SingPost slapped with $100k fine for failing to meet quality of service standards in 2017

Photo: SingPost Centre/Facebook
Photo: SingPost Centre/Facebook

Singapore Post just can’t catch a break, and perhaps deservedly so. The national postal service provider has been catching massive amounts of flak for its alarmingly poor service in the past couple of months — mails and parcels have been severely delayed or even dumped in trash bins.

Even the Infocomm Media Development Authority (IMDA) has had enough with SingPost’s nonsense. The statutory board under the Ministry of Communications and Information has slapped a $100,000 fine on SingPost for not meeting its expected quality standards for the delivery of local letters and registered mail in 2017.

To meet IMDA’s standards, SingPost had been required to deliver 99 percent of local basic letters to an address within the Central Business District and 98 percent of local basic letters to destinations outside the CBD areas by the next working day. In May 2017, SingPost failed to meet the requirements.

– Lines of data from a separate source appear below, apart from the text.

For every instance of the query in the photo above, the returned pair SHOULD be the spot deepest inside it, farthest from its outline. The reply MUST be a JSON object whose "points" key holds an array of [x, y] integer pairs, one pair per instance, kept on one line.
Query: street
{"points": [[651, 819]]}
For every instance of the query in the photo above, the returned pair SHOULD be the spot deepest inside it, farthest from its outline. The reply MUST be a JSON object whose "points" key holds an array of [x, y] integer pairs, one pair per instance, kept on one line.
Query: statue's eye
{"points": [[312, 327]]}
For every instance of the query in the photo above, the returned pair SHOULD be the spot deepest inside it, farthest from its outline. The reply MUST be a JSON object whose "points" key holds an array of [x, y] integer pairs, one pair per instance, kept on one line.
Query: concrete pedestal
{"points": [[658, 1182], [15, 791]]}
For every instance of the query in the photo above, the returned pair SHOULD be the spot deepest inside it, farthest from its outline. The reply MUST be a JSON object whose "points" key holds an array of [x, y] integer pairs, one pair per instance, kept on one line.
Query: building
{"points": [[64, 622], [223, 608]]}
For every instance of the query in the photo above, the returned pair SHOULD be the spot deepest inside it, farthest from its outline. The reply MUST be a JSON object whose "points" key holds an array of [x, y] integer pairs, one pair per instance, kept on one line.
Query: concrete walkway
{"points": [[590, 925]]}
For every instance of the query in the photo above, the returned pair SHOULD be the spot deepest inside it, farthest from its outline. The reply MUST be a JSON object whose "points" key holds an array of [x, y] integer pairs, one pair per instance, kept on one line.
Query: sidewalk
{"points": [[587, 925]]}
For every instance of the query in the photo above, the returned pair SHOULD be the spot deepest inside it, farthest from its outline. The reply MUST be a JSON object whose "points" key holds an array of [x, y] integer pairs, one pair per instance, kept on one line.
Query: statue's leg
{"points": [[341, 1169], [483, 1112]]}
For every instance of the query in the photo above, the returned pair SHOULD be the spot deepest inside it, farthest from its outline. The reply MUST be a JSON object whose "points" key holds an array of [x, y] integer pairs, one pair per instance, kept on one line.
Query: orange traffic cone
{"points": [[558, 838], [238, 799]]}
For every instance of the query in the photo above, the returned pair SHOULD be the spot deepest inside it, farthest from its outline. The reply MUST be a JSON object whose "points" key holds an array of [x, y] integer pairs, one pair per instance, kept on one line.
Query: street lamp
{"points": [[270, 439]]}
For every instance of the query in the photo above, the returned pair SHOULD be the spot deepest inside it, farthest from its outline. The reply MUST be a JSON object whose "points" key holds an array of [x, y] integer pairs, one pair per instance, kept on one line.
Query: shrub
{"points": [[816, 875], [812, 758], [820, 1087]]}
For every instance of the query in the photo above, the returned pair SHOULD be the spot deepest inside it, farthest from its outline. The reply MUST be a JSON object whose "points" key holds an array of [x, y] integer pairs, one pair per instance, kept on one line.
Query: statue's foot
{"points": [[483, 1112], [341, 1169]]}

The postal service would also have to achieve 100 percent delivery of local basic letters and registered mail by the second working day. SingPost failed at this too — letters were delivered late for five months in 2017, while registered mail were delayed for three months that same year.

IMDA took issue with how SingPost failed yet again to comply with its quality of service standards, noting how the margin of failure in 2017 alone was significant compared to previous cases of poor performances.

“The recent service lapses by SingPost indicate gaps in SingPost’s processes and we require them to implement measures urgently to meet the public’s evolving postal needs,” affirmed IMDA’s Deputy Chief Executive Aileen Chia.

If 2017 was bad enough for SingPost, wait until IMDA completes its assessment for the company’s 2018 performance. Things got so bad late last year that SingPost had to issue a public apology, acknowledging how it messed up during a “tremendously busy” peak season.

The authorities are also looking into an incident last year that saw a frustrated postman dumping letters and parcels of Ang Mo Kio residents into a trash bin.